Large SMILES input & Standardised Molsearch ->Java ex

User d6c1b7eb8c

10-09-2009 12:47:39

 


Hi, I am aware that inputting huge SMILES is not necessarily what JChem is designed to be able to cope with, however I have come across a situation where JChem not only cannot perform a substrucure search successfully, but also causes a fatal Java OutOfMemory exception. I am looking for a way to ensure that my script runs smoothly, no matter what junk people put into it, so I'm not too interested if it actually performs the search on ridiculous molecules.

There is no problem when doing a MolSearch or Counting the Number of Heavy atoms of these smiles, the problem only arises when performing a StandardizedMolSearch().

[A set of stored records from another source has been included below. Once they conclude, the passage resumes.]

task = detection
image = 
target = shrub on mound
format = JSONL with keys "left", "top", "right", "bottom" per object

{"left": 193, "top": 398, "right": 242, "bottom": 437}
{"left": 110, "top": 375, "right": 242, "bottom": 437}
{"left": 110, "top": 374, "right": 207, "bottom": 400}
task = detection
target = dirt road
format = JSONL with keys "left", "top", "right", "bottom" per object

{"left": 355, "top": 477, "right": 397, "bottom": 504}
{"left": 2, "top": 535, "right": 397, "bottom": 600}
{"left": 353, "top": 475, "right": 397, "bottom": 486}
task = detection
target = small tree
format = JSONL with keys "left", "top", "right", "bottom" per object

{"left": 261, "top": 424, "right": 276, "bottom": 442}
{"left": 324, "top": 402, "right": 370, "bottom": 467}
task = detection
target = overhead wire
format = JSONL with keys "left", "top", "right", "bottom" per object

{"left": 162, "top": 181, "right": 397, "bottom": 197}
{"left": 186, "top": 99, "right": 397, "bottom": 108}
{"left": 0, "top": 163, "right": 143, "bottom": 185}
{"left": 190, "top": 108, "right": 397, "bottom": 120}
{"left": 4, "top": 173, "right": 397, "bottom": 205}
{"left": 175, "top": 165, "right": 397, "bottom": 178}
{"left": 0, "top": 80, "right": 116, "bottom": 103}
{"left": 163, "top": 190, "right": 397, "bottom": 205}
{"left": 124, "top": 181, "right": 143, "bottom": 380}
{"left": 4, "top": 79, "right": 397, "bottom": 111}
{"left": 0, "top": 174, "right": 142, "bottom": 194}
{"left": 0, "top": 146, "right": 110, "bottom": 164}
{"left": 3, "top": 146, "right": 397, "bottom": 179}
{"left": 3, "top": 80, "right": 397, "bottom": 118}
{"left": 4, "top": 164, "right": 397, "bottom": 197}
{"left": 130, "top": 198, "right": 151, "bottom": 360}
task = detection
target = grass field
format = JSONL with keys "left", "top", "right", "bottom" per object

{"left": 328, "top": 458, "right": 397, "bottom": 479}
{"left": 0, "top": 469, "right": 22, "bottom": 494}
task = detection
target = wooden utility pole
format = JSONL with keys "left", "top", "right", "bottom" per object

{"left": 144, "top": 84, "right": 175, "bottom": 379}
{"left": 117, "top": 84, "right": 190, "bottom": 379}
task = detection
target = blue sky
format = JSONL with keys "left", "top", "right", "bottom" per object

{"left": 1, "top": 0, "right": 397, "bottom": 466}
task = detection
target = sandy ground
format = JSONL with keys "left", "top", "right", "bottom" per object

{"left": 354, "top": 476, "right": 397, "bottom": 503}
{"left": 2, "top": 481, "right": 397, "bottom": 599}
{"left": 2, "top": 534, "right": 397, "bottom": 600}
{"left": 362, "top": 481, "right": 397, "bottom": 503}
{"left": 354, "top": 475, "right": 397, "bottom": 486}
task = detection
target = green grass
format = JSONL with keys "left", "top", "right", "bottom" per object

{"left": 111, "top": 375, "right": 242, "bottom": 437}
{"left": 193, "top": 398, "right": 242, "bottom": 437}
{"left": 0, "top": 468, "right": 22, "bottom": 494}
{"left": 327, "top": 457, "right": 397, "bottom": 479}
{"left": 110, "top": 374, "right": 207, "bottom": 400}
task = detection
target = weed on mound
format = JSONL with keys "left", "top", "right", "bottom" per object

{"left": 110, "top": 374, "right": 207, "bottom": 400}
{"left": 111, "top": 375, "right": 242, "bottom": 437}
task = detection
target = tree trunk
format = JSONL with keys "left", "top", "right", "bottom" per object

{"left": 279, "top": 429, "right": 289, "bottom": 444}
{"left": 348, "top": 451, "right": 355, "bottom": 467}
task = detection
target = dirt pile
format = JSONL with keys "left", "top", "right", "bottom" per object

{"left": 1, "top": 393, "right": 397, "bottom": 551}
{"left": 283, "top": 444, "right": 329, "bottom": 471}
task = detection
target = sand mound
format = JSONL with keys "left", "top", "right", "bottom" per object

I have also noticed that I cannot replicate the problem by placing one of the huge SMILES files on its own, and querying it, the only way I can replicate this error is by feeding in a large smiles file containing hundreds of thousands of molecules, where there is a section of these huge ones that it starts to fail upon.


Do you know why this may be occurring, or any way to make it continue more gracefully?

Thanks,
Ben


 




 


Using the following code allows the code to continue to the next SMARTS query/SMILES target gracefully for a period of time;


 try:
    isMatching = subSearch.isMatching()


   except SearchException, e:
    sys.stderr.write(e.getMessage())
    sys.stderr.write("Search Exception on SMILES %s and SMARTS %s \n" % (smiles, Name))
   
   except Error, e:
    if errorCounter == 2:
     skipSMARTSdueToError = True
     break #or continue etc. to get it to move to next SMILES/SMARTS


however eventually an unavoidable  error occurs as the Java VM runs out of memory to write the error messages:


Java heap spaceTraceback (most recent call last):
  File "./JMasterGrep_err3.jy", line 212, in <module>
    sys.stderr.write("Java failed on SMILES %s and SMARTS %s \n" % (smiles, Name))
java.lang.OutOfMemoryError: Java heap space


java.lang.OutOfMemoryError: java.lang.OutOfMemoryError: Java heap space




The Error Stack that is produced is as follows:


java.lang.OutOfMemoryError: Java heap space


            at chemaxon.struc.CGraph.clonecopy(CGraph.java:1255)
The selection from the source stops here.